<   2017年 04月 ( 12 )   > この月の画像一覧

ボロディンのオペラ、イーゴリ公は壮大なロシアの異民族との戦いを描いた物語である。しかし、これがどんな史実にもとず、時代的背景があるのか、あまり知識が無かった。調べてみると、これはモンゴルの来襲以前のロシアの異民族との混乱の時代の話である。このオペラはロシアでは人気のある演目でボリショイ劇場改修のこけら落としでも演じられた。you-tubeでも見ることができる。
このオペラでダッタン人の躍りというのがあり、その雄壮かつ美しい調べはこのオペラのハイライトである。しかし、このダッタンというのは正確にいえば誤りで、ポロヴェツ人の踊りというのが正しく、西欧ではpolovitsion danceとされている。ポロヴェツ人もハザール人も13世紀のモンゴルの襲来によって完膚無きまでに破壊され、歴史から消えた。

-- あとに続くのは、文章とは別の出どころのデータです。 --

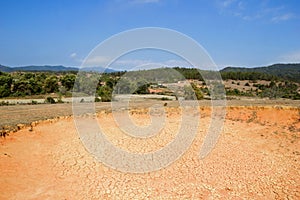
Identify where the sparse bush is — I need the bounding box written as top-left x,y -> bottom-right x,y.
45,97 -> 56,104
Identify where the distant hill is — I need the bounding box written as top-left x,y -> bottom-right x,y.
221,63 -> 300,83
0,65 -> 116,73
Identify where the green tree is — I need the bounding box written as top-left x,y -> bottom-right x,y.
97,85 -> 112,102
44,75 -> 58,93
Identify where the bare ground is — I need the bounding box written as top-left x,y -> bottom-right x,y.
0,101 -> 300,199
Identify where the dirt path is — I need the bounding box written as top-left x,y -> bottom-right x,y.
0,106 -> 300,199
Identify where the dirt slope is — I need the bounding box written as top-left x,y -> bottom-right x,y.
0,106 -> 300,199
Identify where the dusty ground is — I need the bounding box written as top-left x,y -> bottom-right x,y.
0,103 -> 300,199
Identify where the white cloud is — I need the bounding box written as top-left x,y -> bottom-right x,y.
217,0 -> 296,22
272,13 -> 294,22
279,51 -> 300,63
70,52 -> 77,58
83,56 -> 111,66
221,0 -> 236,8
131,0 -> 160,4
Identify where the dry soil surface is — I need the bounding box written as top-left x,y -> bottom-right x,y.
0,102 -> 300,199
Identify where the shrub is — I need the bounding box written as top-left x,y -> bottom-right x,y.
45,97 -> 55,104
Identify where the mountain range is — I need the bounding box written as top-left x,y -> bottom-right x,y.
0,63 -> 300,83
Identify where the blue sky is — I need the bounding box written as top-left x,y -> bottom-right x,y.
0,0 -> 300,67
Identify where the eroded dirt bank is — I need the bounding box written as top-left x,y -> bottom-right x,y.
0,106 -> 300,199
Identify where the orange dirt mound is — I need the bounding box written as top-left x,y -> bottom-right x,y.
0,106 -> 300,199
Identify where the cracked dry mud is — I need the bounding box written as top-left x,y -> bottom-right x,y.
0,106 -> 300,199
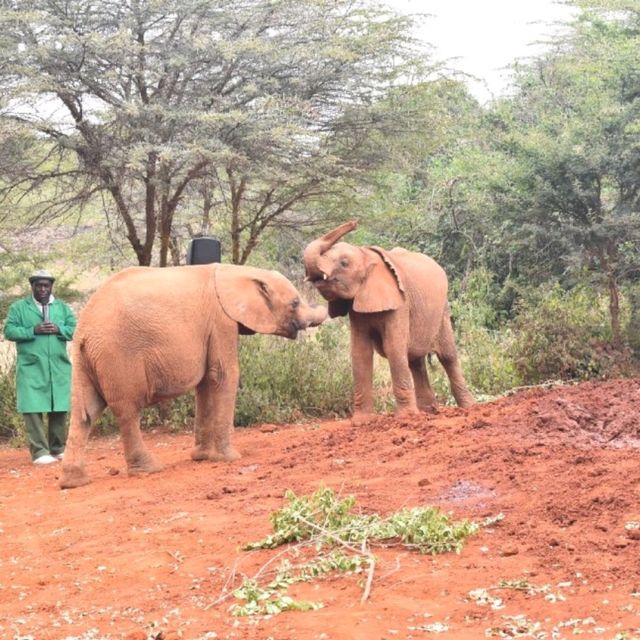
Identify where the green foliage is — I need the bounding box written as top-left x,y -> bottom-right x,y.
231,485 -> 480,615
244,487 -> 479,554
0,355 -> 27,446
231,580 -> 322,616
510,284 -> 626,384
236,322 -> 351,425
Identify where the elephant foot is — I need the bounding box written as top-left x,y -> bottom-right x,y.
420,404 -> 438,416
59,464 -> 91,489
127,453 -> 164,476
351,413 -> 377,427
191,447 -> 242,462
394,407 -> 420,418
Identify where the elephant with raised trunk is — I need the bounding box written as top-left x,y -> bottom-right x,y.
304,221 -> 474,422
60,264 -> 327,488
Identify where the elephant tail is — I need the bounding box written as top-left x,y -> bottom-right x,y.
71,338 -> 107,428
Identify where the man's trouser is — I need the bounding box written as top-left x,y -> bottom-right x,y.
22,411 -> 67,460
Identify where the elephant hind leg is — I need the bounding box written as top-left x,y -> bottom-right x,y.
409,358 -> 437,413
60,372 -> 106,489
436,314 -> 476,407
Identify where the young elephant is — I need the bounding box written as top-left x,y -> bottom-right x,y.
60,264 -> 327,489
304,222 -> 474,422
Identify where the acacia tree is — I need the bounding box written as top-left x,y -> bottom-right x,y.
506,1 -> 640,344
0,0 -> 420,265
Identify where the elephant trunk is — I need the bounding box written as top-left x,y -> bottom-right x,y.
304,220 -> 358,281
309,304 -> 328,327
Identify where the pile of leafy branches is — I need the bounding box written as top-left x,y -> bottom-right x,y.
225,486 -> 480,616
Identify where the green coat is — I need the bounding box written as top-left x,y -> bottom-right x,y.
4,297 -> 76,413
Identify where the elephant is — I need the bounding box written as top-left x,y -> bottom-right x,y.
60,263 -> 327,489
304,220 -> 475,423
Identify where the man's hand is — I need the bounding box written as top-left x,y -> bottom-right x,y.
33,322 -> 60,335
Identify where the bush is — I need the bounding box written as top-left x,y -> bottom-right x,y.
236,321 -> 352,425
510,284 -> 628,384
0,357 -> 27,446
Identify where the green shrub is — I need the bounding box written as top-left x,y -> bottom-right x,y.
236,321 -> 352,425
0,356 -> 27,446
510,284 -> 625,384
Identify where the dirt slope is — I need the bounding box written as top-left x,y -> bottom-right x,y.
0,380 -> 640,640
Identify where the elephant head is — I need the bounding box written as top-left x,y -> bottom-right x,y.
304,220 -> 405,318
215,265 -> 327,339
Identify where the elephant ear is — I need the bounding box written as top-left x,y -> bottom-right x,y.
353,247 -> 404,313
328,299 -> 352,318
215,264 -> 278,333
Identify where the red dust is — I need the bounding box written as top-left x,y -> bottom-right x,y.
0,380 -> 640,640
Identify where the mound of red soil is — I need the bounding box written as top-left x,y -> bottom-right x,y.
0,380 -> 640,640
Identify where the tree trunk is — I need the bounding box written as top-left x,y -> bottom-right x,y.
600,241 -> 622,348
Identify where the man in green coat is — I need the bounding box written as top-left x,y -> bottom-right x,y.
4,270 -> 76,464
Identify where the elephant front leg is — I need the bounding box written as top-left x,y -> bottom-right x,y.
383,331 -> 418,415
409,358 -> 437,413
191,366 -> 240,462
351,323 -> 373,425
115,404 -> 162,476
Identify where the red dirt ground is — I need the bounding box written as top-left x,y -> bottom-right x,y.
0,380 -> 640,640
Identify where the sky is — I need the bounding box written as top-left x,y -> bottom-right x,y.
382,0 -> 572,102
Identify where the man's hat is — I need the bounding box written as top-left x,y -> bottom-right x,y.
29,269 -> 56,284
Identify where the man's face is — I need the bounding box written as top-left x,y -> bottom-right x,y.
31,278 -> 53,304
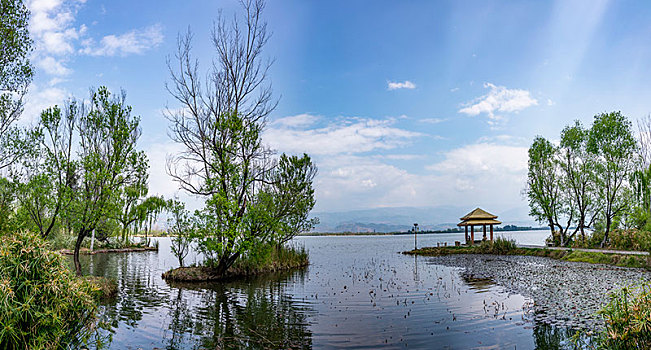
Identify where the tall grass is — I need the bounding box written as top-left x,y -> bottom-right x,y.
0,232 -> 101,350
477,237 -> 518,255
597,282 -> 651,349
231,245 -> 309,275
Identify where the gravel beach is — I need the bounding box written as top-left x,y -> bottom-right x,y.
427,254 -> 651,329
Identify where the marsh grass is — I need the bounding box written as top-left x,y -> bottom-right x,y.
584,282 -> 651,349
163,245 -> 310,282
404,242 -> 651,270
0,232 -> 103,350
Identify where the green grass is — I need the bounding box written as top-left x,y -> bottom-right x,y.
0,232 -> 103,350
595,282 -> 651,349
163,246 -> 309,282
404,238 -> 651,270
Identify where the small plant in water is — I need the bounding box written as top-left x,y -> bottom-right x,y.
0,232 -> 100,350
597,282 -> 651,349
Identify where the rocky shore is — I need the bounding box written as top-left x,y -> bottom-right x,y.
427,254 -> 651,330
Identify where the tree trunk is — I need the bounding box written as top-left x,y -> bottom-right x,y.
601,216 -> 612,248
73,230 -> 86,276
217,253 -> 240,276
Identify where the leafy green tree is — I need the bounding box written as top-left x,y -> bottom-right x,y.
526,136 -> 573,246
167,0 -> 313,274
69,87 -> 144,275
587,112 -> 637,247
116,153 -> 149,243
136,196 -> 167,244
0,0 -> 33,170
14,101 -> 78,238
260,154 -> 318,244
167,199 -> 195,267
560,120 -> 600,241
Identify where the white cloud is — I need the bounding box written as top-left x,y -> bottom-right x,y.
271,114 -> 320,128
387,80 -> 416,91
263,115 -> 425,155
427,143 -> 528,177
459,83 -> 538,125
80,24 -> 164,56
20,84 -> 69,125
36,56 -> 71,75
418,118 -> 447,124
27,0 -> 86,76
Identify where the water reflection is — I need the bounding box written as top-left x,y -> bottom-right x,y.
75,235 -> 592,349
167,272 -> 312,349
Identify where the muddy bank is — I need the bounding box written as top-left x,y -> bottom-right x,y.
161,261 -> 308,282
427,254 -> 651,330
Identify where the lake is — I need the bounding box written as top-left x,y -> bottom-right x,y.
82,231 -> 584,349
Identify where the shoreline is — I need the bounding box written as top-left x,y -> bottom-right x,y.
57,247 -> 158,255
161,262 -> 309,283
402,245 -> 651,271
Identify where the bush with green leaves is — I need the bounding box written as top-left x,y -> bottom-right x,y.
597,282 -> 651,349
479,237 -> 518,254
0,232 -> 100,350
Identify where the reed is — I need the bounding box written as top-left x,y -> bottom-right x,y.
0,232 -> 102,350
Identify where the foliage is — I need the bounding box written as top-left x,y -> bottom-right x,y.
526,136 -> 571,245
0,232 -> 100,349
587,112 -> 637,246
597,282 -> 651,349
479,237 -> 518,255
0,0 -> 33,170
167,199 -> 196,267
163,244 -> 309,282
525,112 -> 640,247
68,87 -> 146,275
559,120 -> 600,240
13,101 -> 79,237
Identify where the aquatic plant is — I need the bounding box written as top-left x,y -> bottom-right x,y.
0,232 -> 102,350
597,282 -> 651,349
478,237 -> 518,255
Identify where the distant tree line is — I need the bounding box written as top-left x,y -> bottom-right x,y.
524,112 -> 651,246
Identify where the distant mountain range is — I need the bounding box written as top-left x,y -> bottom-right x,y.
312,206 -> 540,232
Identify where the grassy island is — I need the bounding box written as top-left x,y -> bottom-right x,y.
403,238 -> 651,270
163,246 -> 309,282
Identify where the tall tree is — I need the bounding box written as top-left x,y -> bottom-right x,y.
560,120 -> 600,241
631,115 -> 651,220
167,0 -> 318,273
14,101 -> 78,238
526,136 -> 573,246
587,112 -> 637,247
69,87 -> 144,275
167,199 -> 195,267
0,0 -> 33,170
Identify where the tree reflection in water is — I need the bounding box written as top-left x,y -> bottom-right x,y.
166,272 -> 312,349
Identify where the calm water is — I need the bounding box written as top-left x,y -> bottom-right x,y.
77,231 -> 580,349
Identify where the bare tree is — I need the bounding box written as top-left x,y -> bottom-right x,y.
166,0 -> 276,274
165,0 -> 277,195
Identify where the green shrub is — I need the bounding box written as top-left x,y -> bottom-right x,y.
478,237 -> 518,255
0,232 -> 101,350
232,244 -> 309,274
597,282 -> 651,349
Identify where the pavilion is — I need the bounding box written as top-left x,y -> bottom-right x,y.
457,208 -> 502,245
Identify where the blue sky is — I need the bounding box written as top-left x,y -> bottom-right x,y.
23,0 -> 651,219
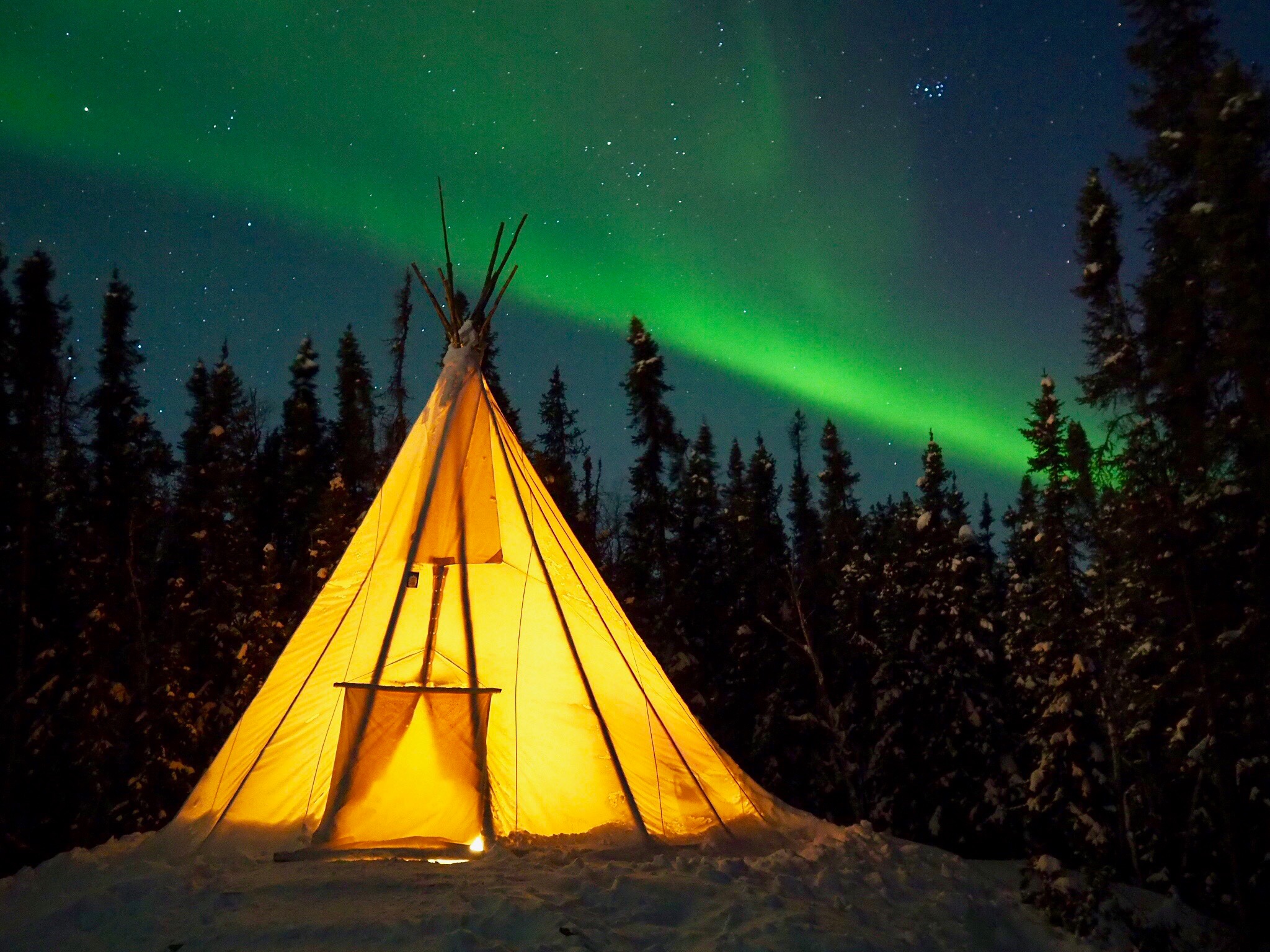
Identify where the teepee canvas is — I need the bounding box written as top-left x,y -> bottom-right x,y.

ボロディンはこの作品を完成させる前の1887年に逝去し、リムスキー=コルサコフグラズノフの手により完成された。楽譜には「このオペラはリムスキー=コルサコフが序幕と第1・2・4幕、第3幕の「ポロヴェツ人(韃靼人)の行進」の編曲されていなかった所を編曲し、グラズノフはボロディンに残された断片を使い、第3幕を構成し作曲し、ボロディンが何度かピアノで弾いた序曲を思い出しながら再構成と作曲をした。」と書かれている。

初演は1890年

この踊りには振り付けが2通りあり、ボリショイ劇場やキーロフ歌劇団などで選択され、最近のものでは 民族衣装を考証し、ロシア的な雰囲気が表現されている。12世紀のことで遊牧民族ポロヴェツ人のことは不明であるが、かなり野蛮な連中だったようだ。彼らは13世紀になるとチンギス汗の子、バトゥに追われ、東欧に逃げる。アジア系のダッタンとは全く別の民族である。ハザール国との国交を目指したイスラム旅行家イブン・ファラドンの記録では、トルコ系のこの地域の民族グズ族は裸で、女も陰部を人前で平気で掻いたりびっくりするほど野蛮な連中とされている。だからオペラでも、ヘソだしスタイルの奔放な衣装で女性は踊るので、エロチックであり、これが意外と史実に忠実ではないだろうか。
http://kotobank.jpより:『イーゴリ遠征物語』は、1185年の春にノヴゴロド・セヴェルスキー公イーゴリが遊牧民ポロヴェツ人コンチャーク)に対して試みた遠征の史実に基づいた物語である[1]。はじめポロヴェツに対して勝利し、やがて敗れ囚われの身となったイーゴリ公が、ポロヴェツ人の協力者を得て脱走し妻ヤロスラヴナのもとへ帰るまでが、韻律散文で書かれている。また作者は、祖国の南方ルーシをこの遊牧民の脅威から守るため、諸侯が内紛を止め団結して立ち上がるよう呼びかけている[2]。本文は南方の古東スラヴ語で書かれており、作者はキエフ人かチェルニーヒウ人であったと考えられる[3]ロシア文学史上高い評価を受け、アレクサンドル・プーシキンが「わが国文学の荒野にただひとつ立つ記念碑[4]」と呼び、ソ連時代に出版された日本語訳の解説などでも「中世ロシア文学の頂点[5]」と紹介される。古フランス語叙事詩ローランの歌』などと比肩される。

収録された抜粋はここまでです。